We are currently investigating a data loss in our Kafka Streams application.
Both the state store and outbound topic message got lost for a single message (which we detected by pure chance, and yes, only one message got lost), which should not be possible in a Kafka Streams application.
Here’s a small excerpt of our Kotlin application which does some deduplication work after a simple data transformation (data transformation not shown here):
override fun process(record: Record<K, V>) {
val lastDownstreamed = downstreamedStore[record.key()]
if (record.value() == lastDownstreamed) {
return
}
downstreamedStore.put(record.key(), record.value())
context.forward(record)
}
We are using Kafka Streams with the default configuration, which means that at-least-once processing is active. acks are set to all (-1). Our topic replication is set to 3 and our borkers min.insync.replicas is set to 2. Producer retries are set to max int. Both input and output topics are set to “compact”.
We are not using any other features beside state-stores; thus, caching etc should not affect us.
We are wondering how this data loss can even happen? All the configuration seems to be okay, which means that Kafka Streams should only commit the read offset after the underlying producers have flushed().
And no, the error is not in the equality check. Resetting the offsets on the input topic did not drop the message in a second run.
Timing wise, two messages were produced to the input topic in short succession (800ms) and only the earlier message was consumed, transformed and produced to the state-store and outgoing topic. The second, newer message, simply got “dropped” in regards to our outputs. Then, the offset of the newer message got commited which yielded the outlined data loss.
This is really strange and makes us uncomfortable, as data loss is hard to impossible to detect - this was pure chance.

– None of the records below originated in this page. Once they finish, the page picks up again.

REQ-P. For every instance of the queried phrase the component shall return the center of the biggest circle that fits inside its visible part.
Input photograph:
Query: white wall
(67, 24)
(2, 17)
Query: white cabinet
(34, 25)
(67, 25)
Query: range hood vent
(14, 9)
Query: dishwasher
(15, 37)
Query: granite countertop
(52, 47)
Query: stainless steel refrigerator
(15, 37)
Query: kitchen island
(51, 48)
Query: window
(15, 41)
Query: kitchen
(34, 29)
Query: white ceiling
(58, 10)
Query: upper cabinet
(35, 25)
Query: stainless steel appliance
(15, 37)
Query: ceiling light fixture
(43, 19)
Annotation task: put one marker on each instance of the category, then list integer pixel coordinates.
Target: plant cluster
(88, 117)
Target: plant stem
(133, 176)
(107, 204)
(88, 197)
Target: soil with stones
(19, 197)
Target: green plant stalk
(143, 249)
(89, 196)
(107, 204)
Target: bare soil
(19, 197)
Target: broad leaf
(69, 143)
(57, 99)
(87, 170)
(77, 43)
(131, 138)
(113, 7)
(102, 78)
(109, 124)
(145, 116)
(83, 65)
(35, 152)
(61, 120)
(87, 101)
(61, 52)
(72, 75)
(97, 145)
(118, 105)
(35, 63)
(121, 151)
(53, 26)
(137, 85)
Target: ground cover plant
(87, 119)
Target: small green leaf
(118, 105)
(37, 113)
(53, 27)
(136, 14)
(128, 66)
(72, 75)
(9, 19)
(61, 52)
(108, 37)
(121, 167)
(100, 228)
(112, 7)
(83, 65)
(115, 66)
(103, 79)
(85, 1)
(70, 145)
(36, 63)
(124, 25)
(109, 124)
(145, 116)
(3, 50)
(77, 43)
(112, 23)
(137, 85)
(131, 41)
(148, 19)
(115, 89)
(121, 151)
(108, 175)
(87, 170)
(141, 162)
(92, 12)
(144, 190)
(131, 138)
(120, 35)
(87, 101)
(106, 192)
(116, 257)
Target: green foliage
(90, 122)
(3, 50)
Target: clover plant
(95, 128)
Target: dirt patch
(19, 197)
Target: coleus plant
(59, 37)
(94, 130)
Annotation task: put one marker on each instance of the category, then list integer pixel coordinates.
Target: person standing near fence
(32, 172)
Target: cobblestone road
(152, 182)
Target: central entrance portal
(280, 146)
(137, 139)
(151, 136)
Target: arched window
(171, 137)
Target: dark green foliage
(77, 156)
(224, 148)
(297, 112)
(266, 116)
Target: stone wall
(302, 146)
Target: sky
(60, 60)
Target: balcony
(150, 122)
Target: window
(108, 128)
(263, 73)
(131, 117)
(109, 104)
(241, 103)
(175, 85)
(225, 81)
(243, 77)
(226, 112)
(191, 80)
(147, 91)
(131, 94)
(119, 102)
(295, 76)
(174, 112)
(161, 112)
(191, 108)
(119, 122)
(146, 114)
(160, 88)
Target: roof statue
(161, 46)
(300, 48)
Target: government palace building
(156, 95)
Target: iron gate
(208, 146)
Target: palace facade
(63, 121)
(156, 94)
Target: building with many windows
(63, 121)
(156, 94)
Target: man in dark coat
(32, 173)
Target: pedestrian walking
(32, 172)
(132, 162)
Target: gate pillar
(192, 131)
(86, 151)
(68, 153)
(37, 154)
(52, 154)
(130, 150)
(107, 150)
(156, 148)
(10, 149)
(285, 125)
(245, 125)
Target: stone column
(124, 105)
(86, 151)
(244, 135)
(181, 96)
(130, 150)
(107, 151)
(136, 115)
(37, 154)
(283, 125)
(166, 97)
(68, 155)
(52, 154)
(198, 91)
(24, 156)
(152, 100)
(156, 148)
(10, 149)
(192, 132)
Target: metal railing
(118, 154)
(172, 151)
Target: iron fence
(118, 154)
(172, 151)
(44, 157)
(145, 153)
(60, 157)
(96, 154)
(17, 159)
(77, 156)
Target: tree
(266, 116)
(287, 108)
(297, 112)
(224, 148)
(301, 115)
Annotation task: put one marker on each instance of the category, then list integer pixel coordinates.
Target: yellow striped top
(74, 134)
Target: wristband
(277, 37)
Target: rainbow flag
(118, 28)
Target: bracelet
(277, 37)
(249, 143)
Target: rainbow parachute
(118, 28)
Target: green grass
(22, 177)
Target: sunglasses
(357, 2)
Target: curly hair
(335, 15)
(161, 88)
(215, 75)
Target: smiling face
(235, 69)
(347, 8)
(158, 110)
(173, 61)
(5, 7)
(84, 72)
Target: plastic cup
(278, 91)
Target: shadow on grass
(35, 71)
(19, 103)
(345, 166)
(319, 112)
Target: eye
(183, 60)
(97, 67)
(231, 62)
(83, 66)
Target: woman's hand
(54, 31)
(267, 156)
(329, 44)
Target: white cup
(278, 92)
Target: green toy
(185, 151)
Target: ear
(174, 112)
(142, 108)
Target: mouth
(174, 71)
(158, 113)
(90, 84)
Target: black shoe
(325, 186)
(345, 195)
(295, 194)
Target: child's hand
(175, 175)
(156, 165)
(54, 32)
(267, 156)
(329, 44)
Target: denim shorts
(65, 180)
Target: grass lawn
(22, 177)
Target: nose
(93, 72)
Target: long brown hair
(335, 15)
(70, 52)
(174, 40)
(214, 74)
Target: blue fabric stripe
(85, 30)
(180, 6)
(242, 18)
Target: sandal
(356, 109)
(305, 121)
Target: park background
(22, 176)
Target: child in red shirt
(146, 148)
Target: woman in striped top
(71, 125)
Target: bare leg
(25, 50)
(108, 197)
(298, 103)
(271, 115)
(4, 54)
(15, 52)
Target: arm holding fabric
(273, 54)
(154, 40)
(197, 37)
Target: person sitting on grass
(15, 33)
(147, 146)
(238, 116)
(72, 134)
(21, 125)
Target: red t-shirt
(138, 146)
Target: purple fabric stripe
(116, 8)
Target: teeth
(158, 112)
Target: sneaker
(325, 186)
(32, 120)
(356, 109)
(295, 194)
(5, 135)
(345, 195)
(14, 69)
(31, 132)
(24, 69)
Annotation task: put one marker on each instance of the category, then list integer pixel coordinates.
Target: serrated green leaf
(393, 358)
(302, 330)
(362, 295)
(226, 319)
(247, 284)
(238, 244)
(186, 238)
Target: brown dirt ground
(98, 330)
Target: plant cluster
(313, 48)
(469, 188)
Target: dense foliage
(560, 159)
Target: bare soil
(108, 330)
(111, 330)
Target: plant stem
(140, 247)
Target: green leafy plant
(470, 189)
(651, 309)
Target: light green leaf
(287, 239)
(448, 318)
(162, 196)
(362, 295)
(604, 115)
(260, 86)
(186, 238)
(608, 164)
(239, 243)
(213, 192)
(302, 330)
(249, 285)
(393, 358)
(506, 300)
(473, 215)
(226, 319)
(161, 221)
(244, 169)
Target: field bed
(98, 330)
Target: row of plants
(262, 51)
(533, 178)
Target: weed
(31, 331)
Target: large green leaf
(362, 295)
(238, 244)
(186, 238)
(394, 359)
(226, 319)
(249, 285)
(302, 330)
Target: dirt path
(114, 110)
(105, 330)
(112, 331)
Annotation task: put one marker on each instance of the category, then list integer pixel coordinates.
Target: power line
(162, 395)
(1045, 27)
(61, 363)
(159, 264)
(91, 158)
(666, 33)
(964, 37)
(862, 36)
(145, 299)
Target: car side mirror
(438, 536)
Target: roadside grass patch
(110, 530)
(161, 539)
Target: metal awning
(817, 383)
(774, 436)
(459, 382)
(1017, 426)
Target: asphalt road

Interestingly, we are having broker issues with said service. But these did not happen at the time of the data loss. But I still wanted to attach the errors we got in case that could matter. Sadly, our infrastructure team can not find the root cause of the broker issue, as everything seems to be o.k. metric-wise (it’s an AWS hosted MSK). Also, no cluster maintenance was happening, no broker had any restarts in the given timeframe:
org.apache.kafka.common.errors.TimeoutException: Topic redacted-changelog not present in metadata after 60000 ms. The broker is either slow or in bad state (like not having enough replicas) in responding the request, or the connection to broker was interrupted sending the request or receiving the response. Consider overwriting `max.block.ms` and /or `delivery.timeout.ms` to a larger value to wait longer for such scenarios and avoid timeout errors
org.apache.kafka.streams.errors.TaskCorruptedException: Tasks [0_8] are corrupted and hence need to be re-initialized at org.apache.kafka.streams.processor.internals.RecordCollectorImpl.recordSendError(RecordCollectorImpl.java:447) ~[kafka-streams-3.9.1.jar:na] at org.apache.kafka.streams.processor.internals.RecordCollectorImpl.lambda$send$1(RecordCollectorImpl.java:297) at org.apache.kafka.clients.producer.KafkaProducer.doSend(KafkaProducer.java:1108) ~[kafka-clients-3.9.1.jar:na] at org.apache.kafka.clients.producer.KafkaProducer.send(KafkaProducer.java:993) at org.apache.kafka.streams.processor.internals.StreamsProducer.send(StreamsProducer.java:268) ~[kafka-streams-3.9.1.jar:na] at org.apache.kafka.streams.processor.internals.RecordCollectorImpl.send(RecordCollectorImpl.java:262) at org.apache.kafka.streams.processor.internals.ProcessorContextImpl.logChange(ProcessorContextImpl.java:143) at org.apache.kafka.streams.state.internals.ChangeLoggingKeyValueBytesStore.log(ChangeLoggingKeyValueBytesStore.java:142) at org.apache.kafka.streams.state.internals.ChangeLoggingKeyValueBytesStore.put(ChangeLoggingKeyValueBytesStore.java:79)
These logs revolve around the state-store topics, which does not explain any “data loss” on the output topic.
Thank you for your time!